Société

Il y a « donner » et « donner »

Doyen honoraire de la faculté de médecine d’Abidjan

Mis à jour le 23 janvier 2010 à 10:04
Edmond Bertrand

Par Edmond Bertrand

Doyen honoraire de la faculté de médecine d’Abidjan, membre correspondant de l’Académie française de médecine

Les donateurs de bonne volonté ne manquent pas pour envoyer du matériel médical, usagé mais encore très utilisable, aux hôpitaux des pays en développement. À ce sujet, je voudrais faire quatre observations résultant de mon expérience, non pour décourager les bonnes volontés, mais pour les rendre plus réalistes et efficaces.

La première remarque concerne l’adaptation du matériel au service qui le reçoit. J’ai vu du matériel de chirurgie cardiaque envoyé dans un petit hôpital régional qui l’avait mis au rebut. J’ai même vu une bombe au cobalt (!) livrée sans concertation, vite enterrée, oubliée et non utilisée faute de structure et de personnel qualifiés. La deuxième observation concerne le prix du transport et les droits de douane à l’entrée du pays bénéficiaire. Ces frais peuvent rendre l’opération onéreuse, difficile, voire impossible. La troisième remarque a été faite récemment par le Dr Brigitte Vasset, de Médecins sans frontières : « On ne peut fourguer n’importe quoi aux pays en voie de développement. » De nombreux États sont devenus heureusement vigilants en matière de normes médicales. L’auteur nous apprend que, après le tsunami de 2004, « il a fallu mettre en place un système de destruction des donations médicales ». Attention aussi à ne pas donner du matériel, des médicaments et même des vaccins contrefaits potentiellement dangereux. Enfin, la plupart des dons ne prévoient aucun contrat de maintenance.
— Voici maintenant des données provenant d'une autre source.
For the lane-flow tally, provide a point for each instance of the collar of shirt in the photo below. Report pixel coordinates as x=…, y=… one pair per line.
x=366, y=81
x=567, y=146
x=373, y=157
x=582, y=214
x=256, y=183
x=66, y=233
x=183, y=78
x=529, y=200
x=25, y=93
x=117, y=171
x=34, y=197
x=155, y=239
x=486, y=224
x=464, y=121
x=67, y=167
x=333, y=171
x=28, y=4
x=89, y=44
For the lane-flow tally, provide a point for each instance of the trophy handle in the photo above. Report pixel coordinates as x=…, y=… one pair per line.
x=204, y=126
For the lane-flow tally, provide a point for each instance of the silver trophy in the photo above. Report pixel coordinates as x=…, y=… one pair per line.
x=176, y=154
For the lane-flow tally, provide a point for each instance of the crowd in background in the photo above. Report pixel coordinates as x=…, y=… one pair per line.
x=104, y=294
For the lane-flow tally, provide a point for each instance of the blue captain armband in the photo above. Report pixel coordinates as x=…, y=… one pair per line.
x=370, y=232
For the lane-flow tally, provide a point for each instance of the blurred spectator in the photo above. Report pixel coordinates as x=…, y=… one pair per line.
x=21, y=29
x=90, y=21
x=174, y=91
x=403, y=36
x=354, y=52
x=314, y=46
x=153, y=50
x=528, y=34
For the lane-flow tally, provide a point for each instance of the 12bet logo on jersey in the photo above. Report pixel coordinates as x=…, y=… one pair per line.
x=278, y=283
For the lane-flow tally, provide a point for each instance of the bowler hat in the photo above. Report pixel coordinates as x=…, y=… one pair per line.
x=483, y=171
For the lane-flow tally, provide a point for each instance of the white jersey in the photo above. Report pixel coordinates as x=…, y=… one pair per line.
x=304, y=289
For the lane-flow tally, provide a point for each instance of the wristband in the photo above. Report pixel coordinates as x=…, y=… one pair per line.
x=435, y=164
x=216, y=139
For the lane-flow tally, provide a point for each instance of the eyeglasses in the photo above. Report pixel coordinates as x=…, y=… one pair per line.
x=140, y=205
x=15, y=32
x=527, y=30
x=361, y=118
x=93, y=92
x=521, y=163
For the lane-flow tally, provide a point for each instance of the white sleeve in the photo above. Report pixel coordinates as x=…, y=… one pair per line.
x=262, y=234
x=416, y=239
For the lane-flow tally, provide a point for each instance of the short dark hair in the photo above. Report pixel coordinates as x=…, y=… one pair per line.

Aussi, à la première panne et parfois dès le premier emploi, le matériel devient inutilisable.

Certes, c’est bien de donner. Mais il faut s’assurer que les matériels ou produits donnés se trouvent dans un état tel qu’ils peuvent être utilisés même dans le pays donateur. La façon de donner vaut mieux que ce que l’on donne, dit l’adage. En réalité, ce que l’on donne est aussi important que la façon de donner.